Rana Ali AMJAD - PhD at theTechnical University of Munich
Communication systems

Date: -
Location: Eurecom

Room Fourier (432), level - 4 Abstract : Markov aggregation is the task of representing a Markov chain with a large alphabet by a Markov chain with a smaller alphabet, thus reducing model complexity while at the same time retaining the computationally and analytically desirable Markov property. In this work we propose an information theoretic cost function for Markov aggregation. This cost function is motivated by two objectives: 1. The process obtained by observing the Markov chain through the mapping should be close to a Markov chain, and 2. the aggregated Markov chain should retain as much of the temporal dependence structure of the original Markov chain as possible. We then adapt the framework such that we can use it for clustering and co-clustering.

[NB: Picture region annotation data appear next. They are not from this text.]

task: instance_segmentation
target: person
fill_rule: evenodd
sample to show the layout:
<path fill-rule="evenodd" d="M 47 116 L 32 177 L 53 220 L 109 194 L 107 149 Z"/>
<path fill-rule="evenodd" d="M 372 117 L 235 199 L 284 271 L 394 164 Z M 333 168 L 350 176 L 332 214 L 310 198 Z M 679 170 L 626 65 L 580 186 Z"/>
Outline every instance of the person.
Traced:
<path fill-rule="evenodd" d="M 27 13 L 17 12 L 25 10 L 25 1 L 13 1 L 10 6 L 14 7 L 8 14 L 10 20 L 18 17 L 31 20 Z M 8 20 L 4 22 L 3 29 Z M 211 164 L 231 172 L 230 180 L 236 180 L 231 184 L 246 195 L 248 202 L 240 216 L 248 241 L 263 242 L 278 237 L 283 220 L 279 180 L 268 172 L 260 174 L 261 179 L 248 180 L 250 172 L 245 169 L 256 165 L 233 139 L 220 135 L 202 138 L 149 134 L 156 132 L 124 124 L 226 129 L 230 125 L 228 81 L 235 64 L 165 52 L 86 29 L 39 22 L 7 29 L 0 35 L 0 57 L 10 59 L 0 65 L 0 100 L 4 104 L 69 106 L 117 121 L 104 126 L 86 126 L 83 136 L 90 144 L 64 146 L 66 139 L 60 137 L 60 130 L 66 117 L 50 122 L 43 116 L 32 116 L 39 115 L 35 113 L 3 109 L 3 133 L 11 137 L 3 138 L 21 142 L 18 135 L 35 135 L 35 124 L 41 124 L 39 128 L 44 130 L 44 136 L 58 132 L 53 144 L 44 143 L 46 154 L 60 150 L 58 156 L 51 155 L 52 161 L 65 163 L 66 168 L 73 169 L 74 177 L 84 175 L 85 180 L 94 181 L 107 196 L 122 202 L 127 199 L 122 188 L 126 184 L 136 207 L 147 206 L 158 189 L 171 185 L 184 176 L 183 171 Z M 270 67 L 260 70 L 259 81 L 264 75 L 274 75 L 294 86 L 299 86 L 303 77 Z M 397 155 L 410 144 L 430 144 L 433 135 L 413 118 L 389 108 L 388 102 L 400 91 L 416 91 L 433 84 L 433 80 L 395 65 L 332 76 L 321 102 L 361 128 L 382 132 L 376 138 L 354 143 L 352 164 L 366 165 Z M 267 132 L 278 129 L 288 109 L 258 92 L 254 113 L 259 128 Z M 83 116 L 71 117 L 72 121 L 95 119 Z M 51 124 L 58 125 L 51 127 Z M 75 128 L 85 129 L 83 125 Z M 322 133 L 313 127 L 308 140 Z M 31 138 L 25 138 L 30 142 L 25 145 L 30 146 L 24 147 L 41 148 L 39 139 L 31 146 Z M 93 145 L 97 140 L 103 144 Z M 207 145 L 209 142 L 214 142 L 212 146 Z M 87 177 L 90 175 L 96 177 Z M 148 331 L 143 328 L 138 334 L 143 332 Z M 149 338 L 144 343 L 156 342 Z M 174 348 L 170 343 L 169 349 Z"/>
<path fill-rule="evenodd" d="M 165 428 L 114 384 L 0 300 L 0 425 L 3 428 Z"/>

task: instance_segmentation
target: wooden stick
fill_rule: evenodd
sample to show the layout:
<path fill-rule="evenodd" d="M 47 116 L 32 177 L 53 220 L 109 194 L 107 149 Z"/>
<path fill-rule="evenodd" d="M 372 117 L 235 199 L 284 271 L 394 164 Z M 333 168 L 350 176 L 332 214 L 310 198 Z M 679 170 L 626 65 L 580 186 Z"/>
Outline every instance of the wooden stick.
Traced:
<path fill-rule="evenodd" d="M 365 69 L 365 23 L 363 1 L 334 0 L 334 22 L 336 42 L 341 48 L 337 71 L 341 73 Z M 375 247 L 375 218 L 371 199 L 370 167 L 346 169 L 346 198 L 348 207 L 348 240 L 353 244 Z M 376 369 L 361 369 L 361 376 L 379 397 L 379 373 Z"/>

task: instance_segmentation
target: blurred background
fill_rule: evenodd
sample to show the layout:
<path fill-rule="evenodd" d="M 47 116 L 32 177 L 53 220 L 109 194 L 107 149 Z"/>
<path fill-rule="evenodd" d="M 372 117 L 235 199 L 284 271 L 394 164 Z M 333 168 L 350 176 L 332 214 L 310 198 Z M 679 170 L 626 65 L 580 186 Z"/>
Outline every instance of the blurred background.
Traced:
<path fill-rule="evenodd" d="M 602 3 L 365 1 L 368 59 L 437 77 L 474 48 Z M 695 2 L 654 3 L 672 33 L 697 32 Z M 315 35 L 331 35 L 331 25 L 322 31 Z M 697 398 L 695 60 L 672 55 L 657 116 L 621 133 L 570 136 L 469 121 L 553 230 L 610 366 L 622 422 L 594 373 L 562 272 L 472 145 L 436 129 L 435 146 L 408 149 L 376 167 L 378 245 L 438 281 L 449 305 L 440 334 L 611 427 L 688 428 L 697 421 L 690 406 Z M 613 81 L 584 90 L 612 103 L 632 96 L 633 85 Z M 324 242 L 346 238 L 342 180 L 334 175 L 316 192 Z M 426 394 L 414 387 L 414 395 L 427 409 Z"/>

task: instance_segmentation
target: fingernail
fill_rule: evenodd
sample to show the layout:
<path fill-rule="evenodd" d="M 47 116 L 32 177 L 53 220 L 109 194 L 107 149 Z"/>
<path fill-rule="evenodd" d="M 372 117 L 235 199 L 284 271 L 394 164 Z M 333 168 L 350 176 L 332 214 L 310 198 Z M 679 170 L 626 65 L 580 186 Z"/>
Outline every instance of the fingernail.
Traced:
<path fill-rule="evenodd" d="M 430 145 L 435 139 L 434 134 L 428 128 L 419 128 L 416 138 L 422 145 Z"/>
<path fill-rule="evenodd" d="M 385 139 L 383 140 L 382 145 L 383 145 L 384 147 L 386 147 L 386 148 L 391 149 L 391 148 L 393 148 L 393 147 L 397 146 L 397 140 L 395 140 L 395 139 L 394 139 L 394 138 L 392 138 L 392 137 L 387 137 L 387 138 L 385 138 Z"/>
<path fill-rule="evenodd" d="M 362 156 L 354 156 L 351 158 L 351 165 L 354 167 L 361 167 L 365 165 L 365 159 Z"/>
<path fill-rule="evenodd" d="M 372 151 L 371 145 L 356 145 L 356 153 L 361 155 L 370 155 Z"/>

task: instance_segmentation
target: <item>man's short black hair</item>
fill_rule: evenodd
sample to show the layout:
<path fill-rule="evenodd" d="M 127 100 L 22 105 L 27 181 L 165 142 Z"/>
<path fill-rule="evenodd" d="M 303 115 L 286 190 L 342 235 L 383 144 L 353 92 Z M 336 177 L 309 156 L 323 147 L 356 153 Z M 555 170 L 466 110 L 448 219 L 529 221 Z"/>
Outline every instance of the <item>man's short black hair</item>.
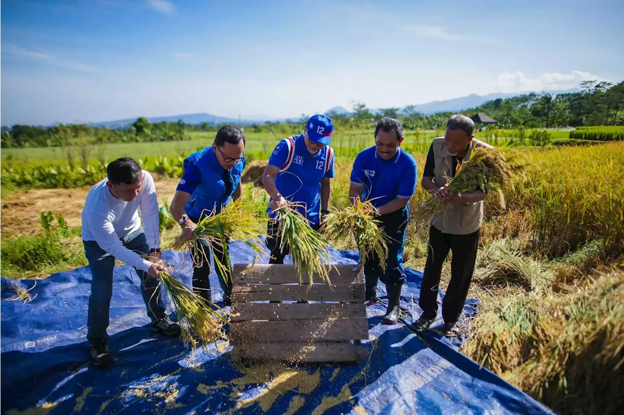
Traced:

This adapted framework includes the most famous co-clustering cost functions including ITCC and IBCC as special cases. Using this framework we then try to ascertain if information theoretic cost functions (proposed so far in the literature and the ones proposed by us as well) are a good choice for clustering problems. Bio : Rana Ali Amjad received his Bachelors degree in Electrical Engineering (with highest distinction) from University of Engineering and Technology, Lahore, Pakistan in 2011. He completed his Masters degree in Communication Engineering (with highest distinction) from Technical University of Munich, Germany in 2013. Since 2014 he is pursuing his PhD at the Institute for Communication Engineering at Technical University of Munich. He has received various awards in his academic career including the faculty award for best Master thesis, award for outstanding performance in Master’s degree and Gold medal for best performance in Communications major during his Bachelors degree. In his master thesis he focussed on developing the fundamental theory and coding techniques for Distribution Matching and Probabilistic Amplitude Shaping. At the beginning of his PhD he worked on different coding problems in Physical layer Security. Currently his main interest is on the interplay between Information/Coding theory and Machine Learning.